Confidence in China cools for US businesses

Confidence and investment in China from US businesses is cooling as the country’s economic growth moderates and labor costs rise, says a survey from the American Chamber of Commerce in the People’s Republic of China (AmCham China).

More than three-quarters of respondents said they remained optimistic about how their companies would perform in China over the next two years — but there is growing concern that the momentum for reform in the country has slowed.

Only 28% said the quality of China’s business investment environment was improving, down from 43% a year ago.

However, 71% of respondents saw their sales grow in 2012, with 44% reporting that the profit margins for their operations in China are higher than their company’s global average.

There are growing signs of a reduction of expansion plans, with only 18% of businesses expecting to increase investment in China by 21-50% in the next year; that proportion was 33% four years ago.

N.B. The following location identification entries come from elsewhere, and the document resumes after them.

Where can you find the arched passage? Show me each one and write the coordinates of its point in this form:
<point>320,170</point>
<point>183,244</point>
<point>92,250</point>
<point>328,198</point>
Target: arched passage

The main concerns are expectations of slower economic growth and concerns about the business environment: 26% cited market access barriers for foreign companies, and 22% regulatory uncertainty.

“The results of this year’s survey reflect a slightly more conservative business outlook, as China focuses on promoting higher-quality economic expansion in an era of rebalancing,” said AmCham China chairman Greg Gilligan.

“Especially in an environment with slower growth, the tenor of business policies has a substantial impact on investor sentiment.

“Regulatory improvements and progress on market reforms would help to inspire confidence that China is creating the conditions for sustainable long-term business growth.”